Hobbit

The word hobbit sprang without warning into Tolkien’s mind while he was grading exams. He simply found himself writing on the back of an exam page, “In a hole in the ground there lived a hobbit”. He didn’t know what a hobbit was, or what kind of hole it lived in… But he found the answers as he was weaving bedtime stories for his children — the stories that would, of course, be written down as The Hobbit.
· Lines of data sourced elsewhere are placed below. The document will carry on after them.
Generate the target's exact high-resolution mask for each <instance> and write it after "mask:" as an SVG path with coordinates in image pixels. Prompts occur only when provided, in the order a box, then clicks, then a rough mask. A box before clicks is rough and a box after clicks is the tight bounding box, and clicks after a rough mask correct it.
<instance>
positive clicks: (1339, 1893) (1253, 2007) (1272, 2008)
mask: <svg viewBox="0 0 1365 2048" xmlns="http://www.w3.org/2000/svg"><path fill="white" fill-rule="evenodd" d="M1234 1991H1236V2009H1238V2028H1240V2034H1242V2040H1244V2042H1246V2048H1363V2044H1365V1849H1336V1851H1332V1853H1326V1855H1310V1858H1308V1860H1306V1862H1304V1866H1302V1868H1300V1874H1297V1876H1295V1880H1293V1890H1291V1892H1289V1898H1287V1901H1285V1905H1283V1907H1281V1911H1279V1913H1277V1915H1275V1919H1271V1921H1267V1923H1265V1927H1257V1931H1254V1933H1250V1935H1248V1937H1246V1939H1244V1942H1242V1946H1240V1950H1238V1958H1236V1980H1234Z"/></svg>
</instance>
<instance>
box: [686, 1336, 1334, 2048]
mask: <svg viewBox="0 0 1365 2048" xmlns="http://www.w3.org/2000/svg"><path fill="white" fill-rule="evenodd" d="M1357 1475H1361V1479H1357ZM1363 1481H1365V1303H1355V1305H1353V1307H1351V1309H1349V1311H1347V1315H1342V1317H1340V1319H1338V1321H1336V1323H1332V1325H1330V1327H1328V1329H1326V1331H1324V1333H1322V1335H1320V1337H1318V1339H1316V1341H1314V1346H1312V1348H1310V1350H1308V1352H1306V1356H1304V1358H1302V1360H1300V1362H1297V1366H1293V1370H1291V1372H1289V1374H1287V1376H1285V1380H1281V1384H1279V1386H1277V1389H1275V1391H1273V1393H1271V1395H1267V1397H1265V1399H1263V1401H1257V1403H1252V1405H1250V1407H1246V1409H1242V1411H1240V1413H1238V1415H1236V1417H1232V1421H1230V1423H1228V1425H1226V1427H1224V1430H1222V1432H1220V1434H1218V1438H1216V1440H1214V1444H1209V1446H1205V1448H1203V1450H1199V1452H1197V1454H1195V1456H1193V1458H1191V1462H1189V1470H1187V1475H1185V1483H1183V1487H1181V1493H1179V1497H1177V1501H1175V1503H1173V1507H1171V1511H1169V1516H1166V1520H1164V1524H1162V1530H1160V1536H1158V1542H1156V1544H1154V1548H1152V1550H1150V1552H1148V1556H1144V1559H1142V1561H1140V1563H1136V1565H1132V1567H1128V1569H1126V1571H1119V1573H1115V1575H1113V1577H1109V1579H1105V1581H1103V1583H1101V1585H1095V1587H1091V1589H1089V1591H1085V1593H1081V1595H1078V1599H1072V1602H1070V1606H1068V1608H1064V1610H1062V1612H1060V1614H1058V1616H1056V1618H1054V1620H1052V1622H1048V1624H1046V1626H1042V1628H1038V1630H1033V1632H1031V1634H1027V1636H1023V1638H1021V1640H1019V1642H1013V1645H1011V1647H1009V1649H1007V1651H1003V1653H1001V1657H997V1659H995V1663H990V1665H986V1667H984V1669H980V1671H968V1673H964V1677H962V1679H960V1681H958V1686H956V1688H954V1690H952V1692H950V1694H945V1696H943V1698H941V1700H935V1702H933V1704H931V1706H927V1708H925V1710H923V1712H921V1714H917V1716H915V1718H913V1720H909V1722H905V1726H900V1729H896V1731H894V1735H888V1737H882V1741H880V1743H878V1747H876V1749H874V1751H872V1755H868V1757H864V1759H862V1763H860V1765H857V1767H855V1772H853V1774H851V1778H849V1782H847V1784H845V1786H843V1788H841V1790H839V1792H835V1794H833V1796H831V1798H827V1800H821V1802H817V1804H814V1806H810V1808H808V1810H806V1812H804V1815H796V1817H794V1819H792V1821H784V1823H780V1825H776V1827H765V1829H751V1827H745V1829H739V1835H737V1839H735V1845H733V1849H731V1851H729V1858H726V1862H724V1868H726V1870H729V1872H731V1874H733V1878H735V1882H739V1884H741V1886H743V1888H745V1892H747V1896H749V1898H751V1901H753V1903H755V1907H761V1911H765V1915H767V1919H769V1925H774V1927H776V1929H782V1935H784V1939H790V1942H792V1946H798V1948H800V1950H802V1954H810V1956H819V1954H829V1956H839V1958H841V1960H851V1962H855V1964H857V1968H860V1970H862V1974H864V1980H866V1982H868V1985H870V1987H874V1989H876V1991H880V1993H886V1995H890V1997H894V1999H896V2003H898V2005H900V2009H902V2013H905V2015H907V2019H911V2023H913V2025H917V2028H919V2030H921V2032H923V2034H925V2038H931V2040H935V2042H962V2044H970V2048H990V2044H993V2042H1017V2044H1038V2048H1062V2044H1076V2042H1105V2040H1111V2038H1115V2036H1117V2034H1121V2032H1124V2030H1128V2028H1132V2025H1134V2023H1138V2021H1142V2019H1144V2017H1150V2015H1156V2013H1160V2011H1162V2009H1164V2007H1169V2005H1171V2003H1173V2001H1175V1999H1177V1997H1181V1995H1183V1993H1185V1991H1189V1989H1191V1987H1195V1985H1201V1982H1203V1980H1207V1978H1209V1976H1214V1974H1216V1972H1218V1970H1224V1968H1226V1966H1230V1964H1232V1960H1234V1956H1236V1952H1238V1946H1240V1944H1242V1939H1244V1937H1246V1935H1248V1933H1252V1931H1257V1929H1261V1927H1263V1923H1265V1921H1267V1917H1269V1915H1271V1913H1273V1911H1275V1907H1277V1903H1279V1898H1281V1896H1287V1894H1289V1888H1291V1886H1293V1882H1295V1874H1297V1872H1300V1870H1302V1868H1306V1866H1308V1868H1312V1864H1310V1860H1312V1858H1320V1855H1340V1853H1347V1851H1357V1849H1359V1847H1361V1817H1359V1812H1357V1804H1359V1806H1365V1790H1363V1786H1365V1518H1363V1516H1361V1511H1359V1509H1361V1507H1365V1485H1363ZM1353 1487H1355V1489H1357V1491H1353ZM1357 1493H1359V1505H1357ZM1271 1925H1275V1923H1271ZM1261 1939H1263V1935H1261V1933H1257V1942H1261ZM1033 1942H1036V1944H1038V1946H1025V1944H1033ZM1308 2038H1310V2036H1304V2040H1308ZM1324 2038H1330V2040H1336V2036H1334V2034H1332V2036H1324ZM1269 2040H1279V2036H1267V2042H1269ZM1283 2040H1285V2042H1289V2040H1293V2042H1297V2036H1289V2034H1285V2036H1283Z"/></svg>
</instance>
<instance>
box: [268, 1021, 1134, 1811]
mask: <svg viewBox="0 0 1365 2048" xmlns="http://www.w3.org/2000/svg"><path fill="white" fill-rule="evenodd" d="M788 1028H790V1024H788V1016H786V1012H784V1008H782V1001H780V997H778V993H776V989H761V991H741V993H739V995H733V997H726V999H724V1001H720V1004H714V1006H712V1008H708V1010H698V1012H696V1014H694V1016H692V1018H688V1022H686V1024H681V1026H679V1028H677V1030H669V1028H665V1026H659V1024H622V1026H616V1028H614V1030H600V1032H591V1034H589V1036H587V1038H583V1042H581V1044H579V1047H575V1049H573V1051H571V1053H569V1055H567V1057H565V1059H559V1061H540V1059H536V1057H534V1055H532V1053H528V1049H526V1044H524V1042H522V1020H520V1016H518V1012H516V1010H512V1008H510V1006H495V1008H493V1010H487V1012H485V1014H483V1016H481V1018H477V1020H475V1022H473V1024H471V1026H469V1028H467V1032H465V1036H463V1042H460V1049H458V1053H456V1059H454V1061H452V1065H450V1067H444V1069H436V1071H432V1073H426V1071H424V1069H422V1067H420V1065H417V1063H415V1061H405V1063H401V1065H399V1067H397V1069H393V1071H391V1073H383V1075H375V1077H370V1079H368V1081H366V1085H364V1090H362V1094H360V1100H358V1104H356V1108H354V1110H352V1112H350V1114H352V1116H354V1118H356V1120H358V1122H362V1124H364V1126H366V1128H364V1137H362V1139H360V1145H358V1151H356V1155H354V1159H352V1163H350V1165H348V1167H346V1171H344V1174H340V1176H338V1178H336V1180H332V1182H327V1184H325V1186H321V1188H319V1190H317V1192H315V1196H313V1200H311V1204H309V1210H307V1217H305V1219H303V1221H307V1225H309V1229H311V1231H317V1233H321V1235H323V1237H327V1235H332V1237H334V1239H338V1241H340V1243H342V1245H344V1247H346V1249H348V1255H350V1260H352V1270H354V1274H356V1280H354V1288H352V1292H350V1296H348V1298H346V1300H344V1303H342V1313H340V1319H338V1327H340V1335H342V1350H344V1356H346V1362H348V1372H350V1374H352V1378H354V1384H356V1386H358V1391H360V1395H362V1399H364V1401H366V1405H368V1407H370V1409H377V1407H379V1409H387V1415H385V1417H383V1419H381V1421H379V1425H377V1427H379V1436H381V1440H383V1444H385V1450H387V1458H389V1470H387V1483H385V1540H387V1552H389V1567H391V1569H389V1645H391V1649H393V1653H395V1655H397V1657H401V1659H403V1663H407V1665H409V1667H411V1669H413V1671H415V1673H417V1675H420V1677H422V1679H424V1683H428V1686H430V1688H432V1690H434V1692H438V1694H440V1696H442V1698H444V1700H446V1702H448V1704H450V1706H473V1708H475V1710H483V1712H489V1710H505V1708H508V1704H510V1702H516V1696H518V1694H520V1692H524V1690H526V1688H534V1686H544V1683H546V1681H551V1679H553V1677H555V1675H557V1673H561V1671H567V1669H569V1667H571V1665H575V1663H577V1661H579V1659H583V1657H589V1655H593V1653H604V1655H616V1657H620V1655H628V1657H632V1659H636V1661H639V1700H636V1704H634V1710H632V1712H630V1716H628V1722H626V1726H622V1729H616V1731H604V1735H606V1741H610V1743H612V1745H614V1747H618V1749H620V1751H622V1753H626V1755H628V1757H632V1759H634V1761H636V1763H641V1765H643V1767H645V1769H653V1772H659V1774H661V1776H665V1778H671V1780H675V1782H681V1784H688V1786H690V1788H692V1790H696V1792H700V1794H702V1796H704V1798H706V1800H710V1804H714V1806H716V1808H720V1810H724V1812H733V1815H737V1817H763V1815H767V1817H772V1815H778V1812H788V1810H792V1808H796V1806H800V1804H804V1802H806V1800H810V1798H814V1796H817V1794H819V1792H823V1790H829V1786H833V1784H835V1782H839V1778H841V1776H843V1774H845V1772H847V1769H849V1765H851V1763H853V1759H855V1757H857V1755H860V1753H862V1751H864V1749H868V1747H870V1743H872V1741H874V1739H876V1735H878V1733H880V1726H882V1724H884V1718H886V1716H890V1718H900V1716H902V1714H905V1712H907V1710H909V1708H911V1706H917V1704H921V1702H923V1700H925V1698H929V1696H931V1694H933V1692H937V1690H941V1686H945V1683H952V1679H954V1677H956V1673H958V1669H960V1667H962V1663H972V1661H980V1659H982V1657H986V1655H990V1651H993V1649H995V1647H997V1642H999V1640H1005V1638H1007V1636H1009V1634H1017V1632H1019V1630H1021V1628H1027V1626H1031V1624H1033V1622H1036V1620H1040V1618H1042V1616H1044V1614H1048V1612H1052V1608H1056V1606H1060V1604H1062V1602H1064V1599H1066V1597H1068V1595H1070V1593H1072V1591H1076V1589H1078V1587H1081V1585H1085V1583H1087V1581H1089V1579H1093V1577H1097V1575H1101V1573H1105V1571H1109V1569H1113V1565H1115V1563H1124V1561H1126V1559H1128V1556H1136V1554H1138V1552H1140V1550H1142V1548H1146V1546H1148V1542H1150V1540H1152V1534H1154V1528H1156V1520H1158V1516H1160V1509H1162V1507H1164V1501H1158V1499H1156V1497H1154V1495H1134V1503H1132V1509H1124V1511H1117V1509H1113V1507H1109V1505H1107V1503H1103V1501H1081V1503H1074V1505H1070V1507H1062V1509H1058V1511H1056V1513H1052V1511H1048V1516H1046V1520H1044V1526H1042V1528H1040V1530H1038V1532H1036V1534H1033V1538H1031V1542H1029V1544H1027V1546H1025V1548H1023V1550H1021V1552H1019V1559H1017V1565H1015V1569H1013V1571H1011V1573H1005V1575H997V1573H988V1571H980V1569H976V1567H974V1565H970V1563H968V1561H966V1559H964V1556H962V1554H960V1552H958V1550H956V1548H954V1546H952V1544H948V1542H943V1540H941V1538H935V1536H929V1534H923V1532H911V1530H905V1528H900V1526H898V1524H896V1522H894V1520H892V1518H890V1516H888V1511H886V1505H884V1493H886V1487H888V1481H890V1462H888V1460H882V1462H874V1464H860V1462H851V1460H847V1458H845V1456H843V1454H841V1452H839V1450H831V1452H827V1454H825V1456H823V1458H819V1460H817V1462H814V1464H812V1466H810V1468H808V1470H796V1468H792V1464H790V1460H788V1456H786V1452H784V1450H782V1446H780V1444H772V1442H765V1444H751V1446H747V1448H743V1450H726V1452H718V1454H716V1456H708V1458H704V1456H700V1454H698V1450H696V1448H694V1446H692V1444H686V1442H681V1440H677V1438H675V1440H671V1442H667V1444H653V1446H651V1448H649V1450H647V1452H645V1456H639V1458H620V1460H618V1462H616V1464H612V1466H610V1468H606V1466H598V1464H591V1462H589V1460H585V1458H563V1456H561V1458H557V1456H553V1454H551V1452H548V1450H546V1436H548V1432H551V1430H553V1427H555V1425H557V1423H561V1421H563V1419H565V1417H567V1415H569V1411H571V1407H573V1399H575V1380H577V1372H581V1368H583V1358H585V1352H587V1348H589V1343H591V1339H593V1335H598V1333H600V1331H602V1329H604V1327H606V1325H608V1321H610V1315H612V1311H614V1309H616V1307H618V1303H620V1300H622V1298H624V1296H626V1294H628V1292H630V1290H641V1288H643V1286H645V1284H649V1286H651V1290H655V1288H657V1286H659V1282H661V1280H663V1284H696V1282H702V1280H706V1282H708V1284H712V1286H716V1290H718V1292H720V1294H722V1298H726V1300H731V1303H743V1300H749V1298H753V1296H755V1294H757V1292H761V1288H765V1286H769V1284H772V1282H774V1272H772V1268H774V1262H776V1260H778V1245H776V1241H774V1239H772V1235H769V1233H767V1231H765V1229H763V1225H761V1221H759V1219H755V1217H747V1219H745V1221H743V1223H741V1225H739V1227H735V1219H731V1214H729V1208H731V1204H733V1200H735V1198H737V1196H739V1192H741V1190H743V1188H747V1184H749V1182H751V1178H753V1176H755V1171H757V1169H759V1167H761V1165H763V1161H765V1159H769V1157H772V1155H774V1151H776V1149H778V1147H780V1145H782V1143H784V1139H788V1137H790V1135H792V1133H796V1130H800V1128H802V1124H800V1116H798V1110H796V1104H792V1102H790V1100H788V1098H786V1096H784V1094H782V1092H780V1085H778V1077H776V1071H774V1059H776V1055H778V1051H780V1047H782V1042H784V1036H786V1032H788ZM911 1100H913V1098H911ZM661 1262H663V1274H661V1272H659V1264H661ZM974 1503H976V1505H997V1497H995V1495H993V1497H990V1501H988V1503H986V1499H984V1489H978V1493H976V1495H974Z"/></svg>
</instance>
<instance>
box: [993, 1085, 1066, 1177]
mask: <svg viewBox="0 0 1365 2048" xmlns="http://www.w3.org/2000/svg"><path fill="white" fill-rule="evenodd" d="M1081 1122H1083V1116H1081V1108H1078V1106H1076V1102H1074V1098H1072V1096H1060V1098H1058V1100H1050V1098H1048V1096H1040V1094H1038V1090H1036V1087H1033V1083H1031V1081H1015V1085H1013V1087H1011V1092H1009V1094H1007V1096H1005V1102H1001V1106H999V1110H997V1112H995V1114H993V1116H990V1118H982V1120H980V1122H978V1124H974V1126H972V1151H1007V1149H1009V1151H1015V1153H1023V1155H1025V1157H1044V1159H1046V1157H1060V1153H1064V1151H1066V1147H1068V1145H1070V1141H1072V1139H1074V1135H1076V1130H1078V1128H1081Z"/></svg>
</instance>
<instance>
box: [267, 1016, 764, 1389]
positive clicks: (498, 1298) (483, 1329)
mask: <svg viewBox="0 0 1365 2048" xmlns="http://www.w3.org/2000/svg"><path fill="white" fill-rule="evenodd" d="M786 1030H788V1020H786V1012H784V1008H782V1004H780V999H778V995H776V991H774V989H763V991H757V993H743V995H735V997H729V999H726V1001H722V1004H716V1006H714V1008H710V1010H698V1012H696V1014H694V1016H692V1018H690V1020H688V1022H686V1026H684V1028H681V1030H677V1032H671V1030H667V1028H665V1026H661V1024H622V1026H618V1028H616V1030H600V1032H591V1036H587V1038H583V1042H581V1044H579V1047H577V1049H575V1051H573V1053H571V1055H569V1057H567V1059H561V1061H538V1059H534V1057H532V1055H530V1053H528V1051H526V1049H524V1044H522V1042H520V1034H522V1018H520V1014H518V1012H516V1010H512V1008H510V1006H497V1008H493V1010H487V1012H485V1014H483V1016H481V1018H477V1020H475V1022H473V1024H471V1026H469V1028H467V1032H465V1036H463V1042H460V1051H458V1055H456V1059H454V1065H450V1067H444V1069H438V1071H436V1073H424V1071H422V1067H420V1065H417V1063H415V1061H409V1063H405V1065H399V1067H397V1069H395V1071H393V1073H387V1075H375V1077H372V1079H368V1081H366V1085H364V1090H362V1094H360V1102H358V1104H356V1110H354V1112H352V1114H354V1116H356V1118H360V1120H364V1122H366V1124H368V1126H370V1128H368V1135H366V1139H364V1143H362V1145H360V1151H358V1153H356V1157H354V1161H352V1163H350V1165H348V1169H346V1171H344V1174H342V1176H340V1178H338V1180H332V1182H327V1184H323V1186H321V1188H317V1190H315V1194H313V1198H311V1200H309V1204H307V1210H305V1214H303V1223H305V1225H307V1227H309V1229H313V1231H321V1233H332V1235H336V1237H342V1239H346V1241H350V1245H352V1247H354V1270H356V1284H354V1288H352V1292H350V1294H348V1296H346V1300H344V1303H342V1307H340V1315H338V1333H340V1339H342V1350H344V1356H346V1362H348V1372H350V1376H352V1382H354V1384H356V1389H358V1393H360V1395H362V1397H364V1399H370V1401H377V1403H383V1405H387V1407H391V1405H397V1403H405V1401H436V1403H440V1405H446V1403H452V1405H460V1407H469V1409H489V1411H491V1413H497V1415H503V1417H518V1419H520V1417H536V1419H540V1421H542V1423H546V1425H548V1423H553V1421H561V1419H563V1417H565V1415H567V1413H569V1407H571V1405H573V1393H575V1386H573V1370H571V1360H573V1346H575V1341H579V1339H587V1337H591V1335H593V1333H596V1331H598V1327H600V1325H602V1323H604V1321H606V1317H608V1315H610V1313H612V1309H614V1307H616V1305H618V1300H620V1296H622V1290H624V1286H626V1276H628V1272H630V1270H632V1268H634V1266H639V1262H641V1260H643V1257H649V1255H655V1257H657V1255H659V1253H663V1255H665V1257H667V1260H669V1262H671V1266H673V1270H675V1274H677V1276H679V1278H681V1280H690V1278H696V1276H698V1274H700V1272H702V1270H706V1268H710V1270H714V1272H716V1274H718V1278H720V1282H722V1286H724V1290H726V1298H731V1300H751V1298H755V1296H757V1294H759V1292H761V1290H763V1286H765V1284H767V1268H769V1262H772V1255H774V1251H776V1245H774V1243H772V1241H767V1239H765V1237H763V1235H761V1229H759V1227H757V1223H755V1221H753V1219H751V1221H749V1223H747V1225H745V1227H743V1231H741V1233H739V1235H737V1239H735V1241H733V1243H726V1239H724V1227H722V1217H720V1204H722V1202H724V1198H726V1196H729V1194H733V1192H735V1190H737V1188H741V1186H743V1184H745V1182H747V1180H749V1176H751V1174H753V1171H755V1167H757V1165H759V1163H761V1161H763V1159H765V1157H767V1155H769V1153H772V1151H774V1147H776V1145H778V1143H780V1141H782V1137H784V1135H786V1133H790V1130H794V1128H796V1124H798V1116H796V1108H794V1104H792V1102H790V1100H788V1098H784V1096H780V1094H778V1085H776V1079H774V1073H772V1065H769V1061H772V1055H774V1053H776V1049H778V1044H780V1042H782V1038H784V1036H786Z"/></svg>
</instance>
Why did it come into Tolkien’s head? One possible source is the word rabbit. Tolkien vehemently denied that hobbits had anything to do with rabbits, although Bilbo Baggins is called a “rabbit” multiple times in the book. Many years after The Hobbit was written, Tolkien developed a fictional etymology for it: hobbit was a worn-down form of Old English hol-bytla, “hole-builder”. Perhaps Tolkien, a scholar of Old English, subconsciously had this in mind from the beginning. Another possible source is a mention of hobbits in long list of earth-spirits compiled by a 19th-century writer, a list which Tolkien may possibly have read and then forgotten about. In any case, other possibilities are (1) a word hobbe in Middle English which meant something like “small sprite” or “changeling”, and which Tolkien was probably aware of on some level, and (2) Hob, a nickname for Robin Goodfellow, a forest spirit.

It seems almost as if the syllable hob has always been there, floating around in the collective unconscious of English speakers, and has emerged at various times and places under the pen of various authors who happened to “hear” it.

Phonosemantically, hobbits are destined for the earth-shaking role they play in the story of Middle-Earth. The “h” at the beginning is the home, the hearth, love of which is in the heart of every hobbit. The short “o” signifies their character, which is not only steadfast but deeply connected to the Source, as is shown by their resistance to external influence and magic of all sorts. But the primary syllable ends with the “b” of breakouts, sudden emergence, and surprise — and a recurring theme in Tolkien’s work is how surprising hobbits are to other races in Middle Earth, despite (or perhaps because of) their simple earthiness. The final “it” is a light, tense movement along a path; so overall the name suggests energy that has its roots deep in home and hearth, but has burst out and set to wandering.